Die Technische Universität Dresden geht auf die 1828 gegründete Technische Bildungsanstalt Dresden zurück; sie gehört damit zu den ältesten technisch-akademischen Bildungsanstalten Deutschlands. Mit rund 35 000 Studierenden, rund 4 200 fest angestellten Mitarbeitern (ohne Medizinische Fakultät) – darunter 418 Professoren – sowie fast 2 000 Drittmittelbeschäftigten (mit Medizinischer Fakultät) ist sie heute die größte Universität Sachsens.

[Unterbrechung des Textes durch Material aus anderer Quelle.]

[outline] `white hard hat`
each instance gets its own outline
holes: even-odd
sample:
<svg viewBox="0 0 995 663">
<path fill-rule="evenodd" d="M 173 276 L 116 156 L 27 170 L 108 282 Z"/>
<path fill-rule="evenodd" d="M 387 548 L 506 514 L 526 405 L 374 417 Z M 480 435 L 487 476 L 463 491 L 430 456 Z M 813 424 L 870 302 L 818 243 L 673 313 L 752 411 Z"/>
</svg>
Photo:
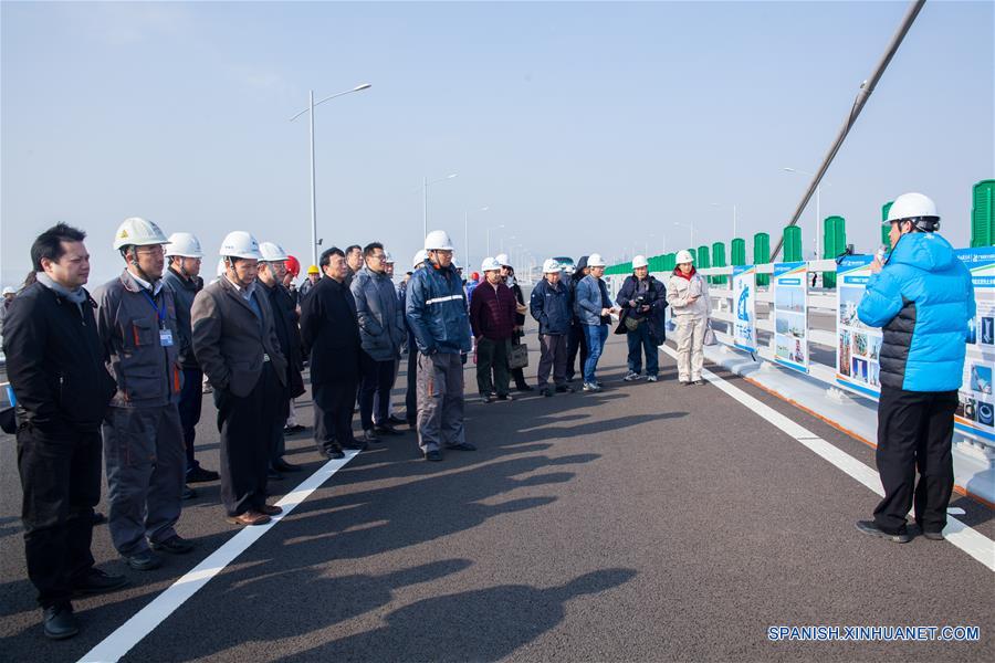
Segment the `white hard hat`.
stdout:
<svg viewBox="0 0 995 663">
<path fill-rule="evenodd" d="M 928 232 L 935 230 L 940 225 L 940 213 L 936 211 L 936 203 L 933 202 L 932 198 L 922 193 L 902 193 L 896 198 L 888 210 L 888 221 L 884 223 L 904 221 L 907 219 L 912 221 L 921 219 L 922 221 L 915 223 L 915 227 Z"/>
<path fill-rule="evenodd" d="M 178 255 L 180 257 L 203 257 L 200 241 L 189 232 L 175 232 L 169 235 L 169 245 L 166 248 L 166 256 Z"/>
<path fill-rule="evenodd" d="M 680 251 L 678 251 L 677 264 L 682 265 L 688 262 L 689 263 L 694 262 L 694 256 L 691 255 L 691 252 L 688 251 L 687 249 L 681 249 Z"/>
<path fill-rule="evenodd" d="M 263 242 L 259 245 L 259 252 L 262 255 L 260 260 L 263 262 L 283 262 L 289 256 L 286 251 L 280 244 L 273 242 Z"/>
<path fill-rule="evenodd" d="M 130 217 L 121 222 L 117 232 L 114 233 L 114 249 L 124 246 L 153 246 L 168 244 L 169 240 L 159 230 L 159 227 L 142 217 Z"/>
<path fill-rule="evenodd" d="M 480 263 L 481 272 L 494 272 L 495 270 L 501 269 L 501 263 L 498 262 L 495 257 L 485 257 L 482 263 Z"/>
<path fill-rule="evenodd" d="M 444 230 L 433 230 L 428 233 L 425 238 L 425 250 L 454 251 L 452 240 L 449 239 L 449 233 Z"/>
<path fill-rule="evenodd" d="M 218 252 L 218 255 L 262 260 L 262 254 L 259 252 L 259 242 L 244 230 L 233 230 L 224 235 L 224 241 L 221 242 L 221 250 Z"/>
</svg>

Bis zur Wiedervereinigung wissenschaftlich von den Natur- und Ingenieurwissenschaften geprägt, entwickelte sie sich durch die Hinzugründung neuer Fakultäten auf den Gebieten der Geistes- und Sozialwissenschaften und der Medizin zu einer Volluniversität. Mit insgesamt 14 Fakultäten bietet sie heute ein wissenschaftliches Spektrum, dessen Breite nur wenige andere Hochschulen in Deutschland aufzuweisen haben.

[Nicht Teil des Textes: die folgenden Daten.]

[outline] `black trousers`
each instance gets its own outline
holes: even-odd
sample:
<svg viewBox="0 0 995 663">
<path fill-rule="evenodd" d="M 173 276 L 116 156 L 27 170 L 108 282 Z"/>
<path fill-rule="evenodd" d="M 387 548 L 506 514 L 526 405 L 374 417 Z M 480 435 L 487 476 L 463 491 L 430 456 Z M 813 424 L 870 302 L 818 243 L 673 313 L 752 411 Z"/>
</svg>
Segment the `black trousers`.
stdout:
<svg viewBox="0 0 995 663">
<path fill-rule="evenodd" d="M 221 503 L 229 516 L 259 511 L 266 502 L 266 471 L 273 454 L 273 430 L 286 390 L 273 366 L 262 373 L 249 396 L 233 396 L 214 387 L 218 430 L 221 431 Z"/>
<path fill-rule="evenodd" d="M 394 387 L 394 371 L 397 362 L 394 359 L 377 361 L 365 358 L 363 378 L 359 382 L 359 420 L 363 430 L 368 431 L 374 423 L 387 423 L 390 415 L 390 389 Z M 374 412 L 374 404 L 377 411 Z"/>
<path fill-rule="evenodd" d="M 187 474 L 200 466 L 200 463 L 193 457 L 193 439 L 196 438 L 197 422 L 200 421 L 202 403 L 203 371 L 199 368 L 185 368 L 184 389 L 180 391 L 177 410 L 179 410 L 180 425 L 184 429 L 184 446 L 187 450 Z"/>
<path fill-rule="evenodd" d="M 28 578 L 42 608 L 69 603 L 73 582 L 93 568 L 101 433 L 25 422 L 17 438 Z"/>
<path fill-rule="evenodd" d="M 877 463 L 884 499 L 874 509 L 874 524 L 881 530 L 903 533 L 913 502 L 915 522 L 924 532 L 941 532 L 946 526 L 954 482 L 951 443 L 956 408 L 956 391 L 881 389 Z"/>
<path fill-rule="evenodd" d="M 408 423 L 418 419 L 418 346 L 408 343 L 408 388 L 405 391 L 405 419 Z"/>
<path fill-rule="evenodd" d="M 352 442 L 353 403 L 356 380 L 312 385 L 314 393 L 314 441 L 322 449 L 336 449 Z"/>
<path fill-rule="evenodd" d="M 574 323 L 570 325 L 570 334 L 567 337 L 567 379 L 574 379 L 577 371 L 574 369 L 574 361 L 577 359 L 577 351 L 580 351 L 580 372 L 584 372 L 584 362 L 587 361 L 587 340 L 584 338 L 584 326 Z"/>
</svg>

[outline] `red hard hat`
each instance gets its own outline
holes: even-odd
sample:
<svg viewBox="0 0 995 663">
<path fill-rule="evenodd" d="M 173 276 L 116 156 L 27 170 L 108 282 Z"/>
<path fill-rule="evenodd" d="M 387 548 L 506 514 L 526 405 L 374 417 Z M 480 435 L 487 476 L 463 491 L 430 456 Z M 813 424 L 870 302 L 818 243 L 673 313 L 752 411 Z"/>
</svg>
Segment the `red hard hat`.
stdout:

Das facettenreiche Studienangebot wird ständig auch um internationale anerkannte Studiengänge erweitert. Ende der 1990er Jahre wurde der akademische Grad Bachelor eingeführt. Inzwischen löste er zum Wintersemester 2005/2006 beispielsweise in allen Studiengängen der Geistes- und Sozialwissenschaften den ehemaligen Magisterabschluss ab. Auch den darauf aufbauenden Master-Abschluss gibt es in zahlreichen Studiengängen. Mit dem Wintersemester 1999/2000 wurde an der TU Dresden deutschlandweit erstmalig der Bachelor im universitären technischen Fernstudium eingeführt.

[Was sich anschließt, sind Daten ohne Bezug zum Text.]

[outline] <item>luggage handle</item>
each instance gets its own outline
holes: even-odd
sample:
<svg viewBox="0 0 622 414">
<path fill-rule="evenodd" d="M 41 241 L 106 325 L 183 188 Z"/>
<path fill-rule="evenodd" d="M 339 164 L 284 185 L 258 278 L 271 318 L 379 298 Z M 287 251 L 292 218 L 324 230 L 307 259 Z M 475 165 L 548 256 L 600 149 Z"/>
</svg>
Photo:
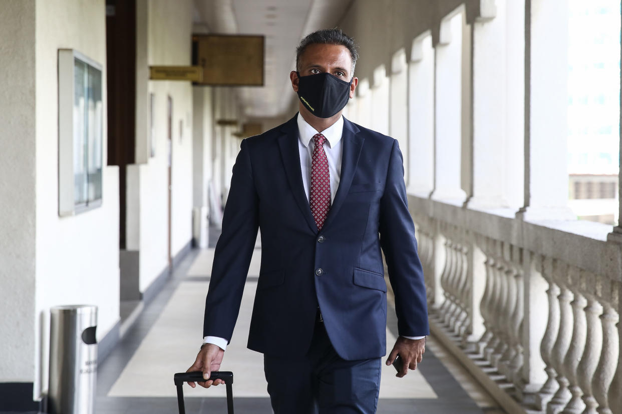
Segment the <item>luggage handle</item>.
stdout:
<svg viewBox="0 0 622 414">
<path fill-rule="evenodd" d="M 175 374 L 175 385 L 178 385 L 184 382 L 203 382 L 204 381 L 213 381 L 221 379 L 225 384 L 233 384 L 233 373 L 231 371 L 212 371 L 210 379 L 204 379 L 203 372 L 195 371 L 192 372 L 179 372 Z"/>
<path fill-rule="evenodd" d="M 196 371 L 193 372 L 178 372 L 175 374 L 174 380 L 177 387 L 177 405 L 179 406 L 179 414 L 186 414 L 183 405 L 183 390 L 182 386 L 184 382 L 203 382 L 203 381 L 221 379 L 225 382 L 227 389 L 227 412 L 233 414 L 233 373 L 231 371 L 212 371 L 208 380 L 204 379 L 203 372 Z"/>
</svg>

Das breite Spektrum der Studienmöglichkeiten ergänzt die TU Dresden mit der Teilnahme am ECTS (European Credit Transfer System). Dieses europäische System zur Anrechnung von Studienleistungen mittels Punkten macht es möglich, auch die an ausländischen Hochschulen (die mit ECTS arbeiten) erbrachten Studienleistungen anerkannt zu bekommen. Mit der Einführung dieses Systems in fast allen Fakultäten liegt die TU Dresden im vorderen Feld der deutschen Universitäten.